Ламприер повесил голову. Но очень скоро он воспрял духом и потянул следующую дверь. Как и прочие, она открылась с некоторым усилием и, как прочие, была набита бумагами. Но сложены бумаги были небрежно.
Груда бумаг посыпалась на голову Ламприеру, и он оказался среди кучи маленьких заплесневелых книжонок. Он с раздражением вытащил ноги из бумажного хлама и снова подергал запертую дверь и потряс ручку, но все было тщетно. Он яростно пнул ногой эту преграду, и из-за двери донеслось гулкое, раскатистое эхо. Теобальд и Ламприер переглянулись.
— Я не знал, — сказал Теобальд. — Я думал, что… Я никогда не подозревал…

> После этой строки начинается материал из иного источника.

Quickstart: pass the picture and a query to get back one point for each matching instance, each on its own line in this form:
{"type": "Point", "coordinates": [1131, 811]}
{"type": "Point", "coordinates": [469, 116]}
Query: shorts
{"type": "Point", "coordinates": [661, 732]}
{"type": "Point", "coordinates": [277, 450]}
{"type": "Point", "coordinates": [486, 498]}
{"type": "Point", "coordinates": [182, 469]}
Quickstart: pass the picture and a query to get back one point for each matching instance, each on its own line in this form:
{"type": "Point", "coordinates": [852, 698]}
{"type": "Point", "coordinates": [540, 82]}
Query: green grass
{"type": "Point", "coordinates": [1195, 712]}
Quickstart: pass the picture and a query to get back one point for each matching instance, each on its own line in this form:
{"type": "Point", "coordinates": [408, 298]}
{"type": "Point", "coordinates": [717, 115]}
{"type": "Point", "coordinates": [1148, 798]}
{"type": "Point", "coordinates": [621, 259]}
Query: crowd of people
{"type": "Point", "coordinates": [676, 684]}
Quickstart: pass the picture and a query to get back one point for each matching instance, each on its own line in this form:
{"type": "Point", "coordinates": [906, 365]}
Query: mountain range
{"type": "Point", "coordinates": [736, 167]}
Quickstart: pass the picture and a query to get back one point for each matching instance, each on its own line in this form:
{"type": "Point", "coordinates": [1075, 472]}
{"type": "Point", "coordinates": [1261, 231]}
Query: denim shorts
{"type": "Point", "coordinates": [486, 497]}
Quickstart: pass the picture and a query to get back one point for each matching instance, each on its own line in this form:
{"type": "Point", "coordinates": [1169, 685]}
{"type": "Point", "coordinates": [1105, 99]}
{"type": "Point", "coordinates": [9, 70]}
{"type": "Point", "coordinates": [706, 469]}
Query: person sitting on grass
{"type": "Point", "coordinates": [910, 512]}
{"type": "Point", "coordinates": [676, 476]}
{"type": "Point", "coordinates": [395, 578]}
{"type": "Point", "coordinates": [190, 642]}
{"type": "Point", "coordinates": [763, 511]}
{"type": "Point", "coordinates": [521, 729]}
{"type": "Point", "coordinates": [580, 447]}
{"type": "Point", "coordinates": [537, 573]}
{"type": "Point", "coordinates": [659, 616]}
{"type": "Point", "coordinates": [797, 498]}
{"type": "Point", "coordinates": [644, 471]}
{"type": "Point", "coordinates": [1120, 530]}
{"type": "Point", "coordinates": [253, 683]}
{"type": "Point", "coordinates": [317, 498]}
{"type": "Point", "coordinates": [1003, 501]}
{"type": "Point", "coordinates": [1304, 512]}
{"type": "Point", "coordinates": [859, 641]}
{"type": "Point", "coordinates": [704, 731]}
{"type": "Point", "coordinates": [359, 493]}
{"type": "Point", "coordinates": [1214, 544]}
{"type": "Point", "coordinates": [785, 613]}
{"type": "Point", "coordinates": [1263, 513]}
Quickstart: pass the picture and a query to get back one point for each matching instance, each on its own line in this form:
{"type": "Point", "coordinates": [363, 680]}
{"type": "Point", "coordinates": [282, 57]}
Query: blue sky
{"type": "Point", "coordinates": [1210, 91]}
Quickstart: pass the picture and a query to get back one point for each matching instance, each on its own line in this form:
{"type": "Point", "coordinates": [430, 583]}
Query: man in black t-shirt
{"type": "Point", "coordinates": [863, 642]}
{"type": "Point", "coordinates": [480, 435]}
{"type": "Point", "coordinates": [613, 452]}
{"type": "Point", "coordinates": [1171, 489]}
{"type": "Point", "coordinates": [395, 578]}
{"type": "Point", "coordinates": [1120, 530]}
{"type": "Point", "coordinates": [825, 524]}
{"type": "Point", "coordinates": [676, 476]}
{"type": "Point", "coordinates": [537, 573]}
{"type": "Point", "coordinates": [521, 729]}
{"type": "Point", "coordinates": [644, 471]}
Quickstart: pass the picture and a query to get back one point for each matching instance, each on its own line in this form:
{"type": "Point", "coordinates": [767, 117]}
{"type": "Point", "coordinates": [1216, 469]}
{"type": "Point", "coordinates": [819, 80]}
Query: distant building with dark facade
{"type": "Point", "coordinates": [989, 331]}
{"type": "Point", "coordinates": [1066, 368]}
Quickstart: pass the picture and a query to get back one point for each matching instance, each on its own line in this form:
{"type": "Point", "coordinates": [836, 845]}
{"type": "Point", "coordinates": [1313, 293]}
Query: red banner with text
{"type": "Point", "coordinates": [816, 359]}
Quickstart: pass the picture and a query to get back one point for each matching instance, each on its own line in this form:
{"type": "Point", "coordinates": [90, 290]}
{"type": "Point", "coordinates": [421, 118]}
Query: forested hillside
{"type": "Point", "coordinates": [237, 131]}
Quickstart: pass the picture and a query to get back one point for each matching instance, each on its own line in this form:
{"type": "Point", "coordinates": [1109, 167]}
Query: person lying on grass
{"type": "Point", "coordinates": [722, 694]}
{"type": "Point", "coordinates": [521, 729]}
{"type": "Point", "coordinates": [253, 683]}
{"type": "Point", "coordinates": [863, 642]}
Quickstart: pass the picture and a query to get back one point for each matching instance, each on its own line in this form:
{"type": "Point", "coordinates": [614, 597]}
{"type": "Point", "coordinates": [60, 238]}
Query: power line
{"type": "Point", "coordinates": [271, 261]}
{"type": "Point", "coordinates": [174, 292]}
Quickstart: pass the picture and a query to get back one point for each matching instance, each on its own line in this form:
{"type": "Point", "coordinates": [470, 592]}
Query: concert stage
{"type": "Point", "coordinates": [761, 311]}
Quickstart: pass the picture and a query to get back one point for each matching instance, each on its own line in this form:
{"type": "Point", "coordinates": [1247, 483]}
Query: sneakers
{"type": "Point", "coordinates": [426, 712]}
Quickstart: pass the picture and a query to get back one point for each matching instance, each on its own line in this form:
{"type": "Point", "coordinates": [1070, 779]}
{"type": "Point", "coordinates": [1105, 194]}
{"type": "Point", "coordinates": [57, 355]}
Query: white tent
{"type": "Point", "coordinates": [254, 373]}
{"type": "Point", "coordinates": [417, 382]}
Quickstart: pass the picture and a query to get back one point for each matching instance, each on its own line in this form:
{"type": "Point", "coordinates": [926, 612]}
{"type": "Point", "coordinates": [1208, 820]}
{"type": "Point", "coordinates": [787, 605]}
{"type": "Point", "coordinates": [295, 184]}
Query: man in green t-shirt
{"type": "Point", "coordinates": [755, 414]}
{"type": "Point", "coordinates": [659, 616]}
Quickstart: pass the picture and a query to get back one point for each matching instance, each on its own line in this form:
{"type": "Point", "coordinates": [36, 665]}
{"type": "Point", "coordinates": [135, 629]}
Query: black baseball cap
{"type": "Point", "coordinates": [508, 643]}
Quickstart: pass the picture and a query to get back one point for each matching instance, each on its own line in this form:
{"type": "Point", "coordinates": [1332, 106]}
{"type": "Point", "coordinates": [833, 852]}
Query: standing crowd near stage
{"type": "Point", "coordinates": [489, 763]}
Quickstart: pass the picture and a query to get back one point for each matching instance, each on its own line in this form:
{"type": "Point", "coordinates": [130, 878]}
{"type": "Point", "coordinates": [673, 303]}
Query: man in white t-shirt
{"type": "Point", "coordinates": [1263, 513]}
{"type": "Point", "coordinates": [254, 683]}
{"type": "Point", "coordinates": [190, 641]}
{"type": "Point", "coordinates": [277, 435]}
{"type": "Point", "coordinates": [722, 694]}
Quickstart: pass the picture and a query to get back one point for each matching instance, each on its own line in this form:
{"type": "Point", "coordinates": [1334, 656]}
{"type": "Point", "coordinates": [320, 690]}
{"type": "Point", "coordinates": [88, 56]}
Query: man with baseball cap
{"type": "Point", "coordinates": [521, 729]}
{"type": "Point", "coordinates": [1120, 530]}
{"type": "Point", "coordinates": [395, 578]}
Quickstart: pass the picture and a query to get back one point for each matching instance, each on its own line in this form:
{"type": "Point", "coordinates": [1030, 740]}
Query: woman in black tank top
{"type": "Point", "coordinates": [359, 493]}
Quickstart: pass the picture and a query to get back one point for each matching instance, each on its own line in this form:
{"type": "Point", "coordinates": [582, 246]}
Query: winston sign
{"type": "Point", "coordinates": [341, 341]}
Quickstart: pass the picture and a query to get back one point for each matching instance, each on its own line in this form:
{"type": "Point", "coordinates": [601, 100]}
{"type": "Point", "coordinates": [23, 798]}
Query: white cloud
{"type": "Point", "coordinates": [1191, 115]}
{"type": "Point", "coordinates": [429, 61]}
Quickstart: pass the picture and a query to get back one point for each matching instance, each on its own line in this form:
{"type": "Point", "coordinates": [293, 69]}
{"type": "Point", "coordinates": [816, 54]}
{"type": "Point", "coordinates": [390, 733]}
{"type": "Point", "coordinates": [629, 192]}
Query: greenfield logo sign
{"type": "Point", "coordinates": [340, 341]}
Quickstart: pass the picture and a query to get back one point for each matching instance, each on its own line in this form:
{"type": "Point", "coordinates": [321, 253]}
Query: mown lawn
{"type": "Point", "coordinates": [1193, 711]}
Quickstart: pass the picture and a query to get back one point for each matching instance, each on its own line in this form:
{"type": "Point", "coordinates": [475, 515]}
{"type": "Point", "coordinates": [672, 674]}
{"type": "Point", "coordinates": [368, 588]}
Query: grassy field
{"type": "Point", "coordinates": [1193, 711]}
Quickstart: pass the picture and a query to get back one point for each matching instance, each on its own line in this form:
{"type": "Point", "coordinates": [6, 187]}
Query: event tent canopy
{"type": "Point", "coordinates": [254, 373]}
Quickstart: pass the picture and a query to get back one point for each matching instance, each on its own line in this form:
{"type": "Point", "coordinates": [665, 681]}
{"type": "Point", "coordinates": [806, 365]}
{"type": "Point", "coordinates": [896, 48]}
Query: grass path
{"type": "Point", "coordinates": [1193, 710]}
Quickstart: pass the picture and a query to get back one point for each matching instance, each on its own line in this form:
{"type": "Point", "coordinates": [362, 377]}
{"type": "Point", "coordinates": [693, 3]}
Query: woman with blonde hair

Архивариус наклонился подобрать бумаги, вывалившиеся из соседней кладовой. Большая часть была увязана в пачки, что облегчало задачу. Ламприер тоже наклонился помочь ему. Но стоило ему взять первую же пачку, в глаза Ламприеру бросился знакомый фронтиспис. Молодой человек замер.
— Что вы увидели? — спросил Теобальд, но Ламприер продолжал молча разглядывать памфлет. — Что это? — снова спросил он.
— Азиатик, — ответил Ламприер.
Он наклонился и подобрал другие брошюры. Это был целый тираж: сотни, тысячи экземпляров.
— Четвертый памфлет, — объяснил Ламприер и добавил про себя: — Где бы еще я мог его найти…
Далеко внизу, в сотнях футов под ними, у подножия лестницы, спускающейся вдоль стены шахты, трое остановились и взглянули вверх; тонкий лучик света пробился сквозь замочную скважину. Ле Мара отвернулся первым. Виконт тащил за собой Джульетту. Когда они уже шли по пологому склону пещеры, раздался глухой удар в дверь, отозвавшийся эхом; отголосок прокатился по широкому туннелю. Кастерлей улыбнулся, представив себе этот бурный порыв. Услышав шум, девушка, казалось, хотела остановиться.
— Вперед! — пролаял Кастерлей. Окрик его слился с замирающим отголоском удара в дверь, и оба звука рикошетом отразились внизу от глотки Зверя. Виконт подтолкнул вперед Джульетту. Она отбилась от рук, виконт знал это и гадал, до какой степени ей можно доверять. Впрочем, послезавтра это уже не будет иметь никакого значения. Как и все остальное.
* * *
«Для буквы "U " — выпотрошенная Утроба Великого Королевства Англии, к которой присосался мистер Ост-Индская компания, словно Дикий Вепрь, словно Тайный Враг, сидит на его спине, выпивающий силы мистера Ост-Индская компания, а через него и силы Королевства. И я, Азиатик, знаю, что язва эта — чужеземный нарост, тайно пробравшийся в это Королевство, — «Каббала»…»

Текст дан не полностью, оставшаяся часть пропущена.